The Married Man (Edmund White) starts off alright but it has a lot of HIV and AIDS and depression. It's also pretty heavy writing-style-wise.

Wilde & Co wrote Teleny but although it's pretty romantic, it's also really raunchy and it has a few nightmare fuel moments. Also the ending is sad. I like the comic better (Jon Macy), because it also cuts/downplays some of the more wtf moments.

My mother has a pretty decent-sized David Leavitt collection, but I've only read two of his books so-far: The Lost Language of Cranes and Family Dancing. Family Dancing isn't completely gay-themed (which adds more diversity tbh) but it's good, and I liked both books a lot.


----------



## Creepy Kecleon (Jan 19, 2011)

Hiikaru ♥;461709 said:
			
		

> "Starbucks Boy"



Definitely a jew


----------



## Lili (Jan 20, 2011)

_Interview With The Vampire_ has heavily implied homosexual romance, mostly between Lestat and Louis and Louis and Armand.  I LOVE it.


----------



## Dannichu (Jan 20, 2011)

Lesbian-themed books that're pretty good:

*Fingersmith*, *Tipping the Velvet*, *Affinity* and *The Night Watch* by Sarah Waters. Aside from being pretty much the definitve lesbian-novel-writer (certianly the one who brought lesbian books into the mainstrean), she went to my uni so I'm obliged to mention her (she also did a Q&A session there in my first year where I turned into a blushing, babbling _wreck_).
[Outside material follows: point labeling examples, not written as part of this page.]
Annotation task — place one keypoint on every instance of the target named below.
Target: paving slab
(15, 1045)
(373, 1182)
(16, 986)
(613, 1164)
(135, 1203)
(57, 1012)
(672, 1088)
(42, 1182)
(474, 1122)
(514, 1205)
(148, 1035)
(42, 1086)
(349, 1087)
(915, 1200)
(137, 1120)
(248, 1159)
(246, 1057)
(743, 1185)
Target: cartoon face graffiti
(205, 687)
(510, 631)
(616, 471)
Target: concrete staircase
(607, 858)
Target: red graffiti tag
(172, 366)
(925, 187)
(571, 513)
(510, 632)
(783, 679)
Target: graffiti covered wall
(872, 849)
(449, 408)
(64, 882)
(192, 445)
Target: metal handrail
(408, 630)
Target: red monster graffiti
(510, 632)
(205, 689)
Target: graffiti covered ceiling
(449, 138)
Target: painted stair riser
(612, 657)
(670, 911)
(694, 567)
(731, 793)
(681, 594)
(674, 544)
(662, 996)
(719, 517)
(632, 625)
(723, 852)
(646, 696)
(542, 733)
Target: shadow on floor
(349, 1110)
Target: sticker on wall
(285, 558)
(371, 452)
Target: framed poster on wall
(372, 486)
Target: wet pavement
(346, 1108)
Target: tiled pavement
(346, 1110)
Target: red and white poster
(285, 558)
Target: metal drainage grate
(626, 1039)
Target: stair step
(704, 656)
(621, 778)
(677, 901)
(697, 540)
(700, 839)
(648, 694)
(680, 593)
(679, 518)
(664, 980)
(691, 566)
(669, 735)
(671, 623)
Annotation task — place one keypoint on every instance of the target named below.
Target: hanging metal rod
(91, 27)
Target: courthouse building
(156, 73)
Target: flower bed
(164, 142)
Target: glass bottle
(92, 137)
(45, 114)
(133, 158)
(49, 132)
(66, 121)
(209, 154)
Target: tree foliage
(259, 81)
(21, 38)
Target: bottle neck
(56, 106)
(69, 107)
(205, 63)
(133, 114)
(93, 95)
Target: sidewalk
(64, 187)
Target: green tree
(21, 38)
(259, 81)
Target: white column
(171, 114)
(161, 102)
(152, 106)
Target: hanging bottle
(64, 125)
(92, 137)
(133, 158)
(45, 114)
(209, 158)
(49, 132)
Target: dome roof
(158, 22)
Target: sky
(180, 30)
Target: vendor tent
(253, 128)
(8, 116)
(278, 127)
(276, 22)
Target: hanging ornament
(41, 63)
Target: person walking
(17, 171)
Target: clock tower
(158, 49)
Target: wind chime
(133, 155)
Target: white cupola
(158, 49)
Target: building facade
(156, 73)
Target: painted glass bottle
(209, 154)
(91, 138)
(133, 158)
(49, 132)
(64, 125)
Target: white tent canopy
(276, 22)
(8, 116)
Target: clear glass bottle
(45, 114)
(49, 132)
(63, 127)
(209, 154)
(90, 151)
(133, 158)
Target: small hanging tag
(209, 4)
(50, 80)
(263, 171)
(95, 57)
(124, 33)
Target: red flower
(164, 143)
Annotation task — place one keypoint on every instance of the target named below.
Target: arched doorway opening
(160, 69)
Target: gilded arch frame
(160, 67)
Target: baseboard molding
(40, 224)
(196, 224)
They're all set in historical time periods, too (the first three are Victorian, The Night Watch set during WWII).

*Oranges are Not the Only Fruit* by Jeanette Winterson is probably the most famous lesbian-themed book. Not the happiest, but not soul-crushingly depressing, either.

Shamin Sarif's three novels, *The World Unseen*, *I Can't Think Straight* (both of which have been turned into (very good) films) and *Despite The Falling Snow* are all fantastic, with wonderful characters and really interesting settings (TWU in South Africa during apartheid, ICTS in Asian communities in modern London, and DTSTF in post-Stalin Moscow).

Val McDermid is a pretty famous crime writer (her Tony Hill books inspired the TV show Wire in the Blood), and her first series features a lesbian protagonist, Lindsay Gordon, who appears in *Union Jack* and any of McDermid's books with 'murder' in the title - *Booked for Murder*, *Common Murder*, *Report for Murder* and loads more I can't remember.

*Annie on my Mind* by Nancy Garden was the first lesbian-themed book aimed at young adults and was, naturally, banned for many years, but is still very sweet.

More young adult lesbian-themed novels include (these are recommended by Amazon; I've not read them):

Dare Truth or Promise by Paula Brook
Pages for You by Sylvia Brownrigg
Empress of the World by Sara Ryan
Kissing Kate by Lauren Myracle
Keeping You a Secret by Julie Peters


----------



## surskitty (Jan 20, 2011)

This is sort of off topic, but I think this link might be relevant for any of you considering seeing if you can get money for erotica.

I don't read romance novels :< Fandom supplies most of my entertainment in that area and most people are good about labelling anything squicky.


----------